In a similar vein, post workout recovery and going to altitude are two more anecdotal situations where chlorophyll’s blood-building attributes can definitely come in handy. To prevent altitude sickness, try supplementing with a dropperful of liquid chlorophyll 1-2 times per day for a few weeks prior to traveling (a month is ideal!), and continuing throughout. We love taking chlorophyll with reishi capsules for added oxygenating and adaptogenic benefits needed at altitude. Maintaining proper hydration with mineral-rich water is also crucial to cellular respiration and recovery! 


High carb, high sugar, and high protein diets account for a lot of the bloating and inflammation we see in patients coming in. Chlorophyll is great for ‘detoxing’, but the term itself is vague. Chlorophyll’s ‘detox’ abilities are actually the sum of a variety of actions working together: 

Studies have shown chlorophyll to modulate blood-glucose levels (5), improve cellular waste metabolism and stimulate phase II detoxification (10). A study on overweight women presents reported decreases in cravings as well as LDL levels (6). 

Chlorophyll’s has also shown to be an effective antioxidant, lowering inflammatory cytokines (11) and neutralizing oxidative stress (10). This further supports Gertsch’s metabolic plant feedback hypothesis-- ancestrally, large amounts of food-based chlorophyll kept inflammatory responses to a minimum, even if humans were transitioning to a more carb-heavy (and consequently inflammatory) diet. 

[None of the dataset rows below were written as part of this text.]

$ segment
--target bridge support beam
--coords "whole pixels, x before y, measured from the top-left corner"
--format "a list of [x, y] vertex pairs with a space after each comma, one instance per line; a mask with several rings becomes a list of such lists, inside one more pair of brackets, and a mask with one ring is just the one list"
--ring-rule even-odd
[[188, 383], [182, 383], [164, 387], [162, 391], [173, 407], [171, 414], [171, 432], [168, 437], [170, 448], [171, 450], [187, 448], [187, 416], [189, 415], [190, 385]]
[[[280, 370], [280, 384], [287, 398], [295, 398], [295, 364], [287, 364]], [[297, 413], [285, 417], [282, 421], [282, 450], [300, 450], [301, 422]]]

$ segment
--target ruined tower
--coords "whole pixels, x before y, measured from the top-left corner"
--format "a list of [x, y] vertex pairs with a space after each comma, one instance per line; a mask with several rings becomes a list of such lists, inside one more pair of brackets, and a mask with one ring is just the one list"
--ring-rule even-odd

If skin health is truly an issue you’d like to address, we encourage you to stop by in-store or book a complimentary herbalist consultation to see how we can address your specific issues. Chlorophyll can help, but there may be more targeted ways of improving acne, whether through liver support and/or hormone-modulating herbs! 

Closing Thoughts

All this in mind, it makes sense as to why so many folks see an improvement in their skin and overall health. If chlorophyll is something you want to try, we stock our own Remedy chlorophyll liquid extract derived from mulberry leaves, and Now’s capsule-form chlorophyll derived from organic alfalfa leaf. You can also find chlorophyll in our Remedy Breath Freshener Spray, paired with cinnamon and xylitol for extra biofilm-busting. 

It is practically instinctual for us, as humans, to understand that eating green plants is good for our bodies. Because it is such a low-risk, high benefit phytonutrient, why not jump on the chlorophyll train? Your body might just thank you!